[RFC] fstests: btrfs: Test if balance takes too long time or return -ENOSPC unexpected
diff mbox series

Message ID 20190114082043.31220-1-wqu@suse.com
State New
Headers show
Series
  • [RFC] fstests: btrfs: Test if balance takes too long time or return -ENOSPC unexpected
Related show

Commit Message

Qu Wenruo Jan. 14, 2019, 8:20 a.m. UTC
Kernel commit 64403612b73a ("btrfs: rework
btrfs_check_space_for_delayed_refs") is introducing a regression for
btrfs balance performance.

Originally, the workload used in the test case only takes seconds for
balance on v4.20 while now it takes over 400 seconds for balance.

During that 400 seconds balance, it commits over 2000 transactions just
for nothing, compare to original several transactions.

Add test cases to detect such regression.

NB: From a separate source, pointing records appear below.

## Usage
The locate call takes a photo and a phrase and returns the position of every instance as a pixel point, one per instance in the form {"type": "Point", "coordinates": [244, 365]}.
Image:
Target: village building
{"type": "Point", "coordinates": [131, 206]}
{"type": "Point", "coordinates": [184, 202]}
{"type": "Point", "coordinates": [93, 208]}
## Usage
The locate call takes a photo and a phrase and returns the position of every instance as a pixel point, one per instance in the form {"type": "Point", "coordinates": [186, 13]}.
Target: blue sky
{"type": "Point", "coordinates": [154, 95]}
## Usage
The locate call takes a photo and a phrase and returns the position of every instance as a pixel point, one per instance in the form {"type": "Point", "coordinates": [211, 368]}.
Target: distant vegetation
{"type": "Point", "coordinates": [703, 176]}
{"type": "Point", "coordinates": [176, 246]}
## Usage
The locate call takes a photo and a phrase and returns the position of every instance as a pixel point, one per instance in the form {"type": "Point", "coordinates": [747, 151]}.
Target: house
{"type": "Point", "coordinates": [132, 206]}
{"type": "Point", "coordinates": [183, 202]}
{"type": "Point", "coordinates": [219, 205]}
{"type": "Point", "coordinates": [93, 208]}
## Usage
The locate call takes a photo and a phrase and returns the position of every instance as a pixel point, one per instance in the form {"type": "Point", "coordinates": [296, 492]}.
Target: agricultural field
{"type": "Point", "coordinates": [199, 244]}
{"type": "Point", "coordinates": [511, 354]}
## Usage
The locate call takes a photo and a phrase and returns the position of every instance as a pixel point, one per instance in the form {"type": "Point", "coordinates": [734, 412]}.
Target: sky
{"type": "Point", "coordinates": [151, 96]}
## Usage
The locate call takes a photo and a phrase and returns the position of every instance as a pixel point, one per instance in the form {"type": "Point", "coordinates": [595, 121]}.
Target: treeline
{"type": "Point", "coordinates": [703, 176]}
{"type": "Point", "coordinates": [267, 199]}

Signed-off-by: Qu Wenruo <wqu@suse.com>
---
Extra note:
In fact, without the snapshots created in the test case, it would return
-ENOSPC even we have enough unallocated space.
---
 tests/btrfs/180     | 80 +++++++++++++++++++++++++++++++++++++++++++++
 tests/btrfs/180.out |  2 ++
 tests/btrfs/group   |  1 +
 3 files changed, 83 insertions(+)
 create mode 100755 tests/btrfs/180
 create mode 100644 tests/btrfs/180.out

Comments

David Sterba Jan. 25, 2019, 6:57 p.m. UTC | #1
On Mon, Jan 14, 2019 at 04:20:43PM +0800, Qu Wenruo wrote:
> Kernel commit 64403612b73a ("btrfs: rework
> btrfs_check_space_for_delayed_refs") is introducing a regression for
> btrfs balance performance.
> 
> Originally, the workload used in the test case only takes seconds for
> balance on v4.20 while now it takes over 400 seconds for balance.
> 
> During that 400 seconds balance, it commits over 2000 transactions just
> for nothing, compare to original several transactions.
> 
> Add test cases to detect such regression.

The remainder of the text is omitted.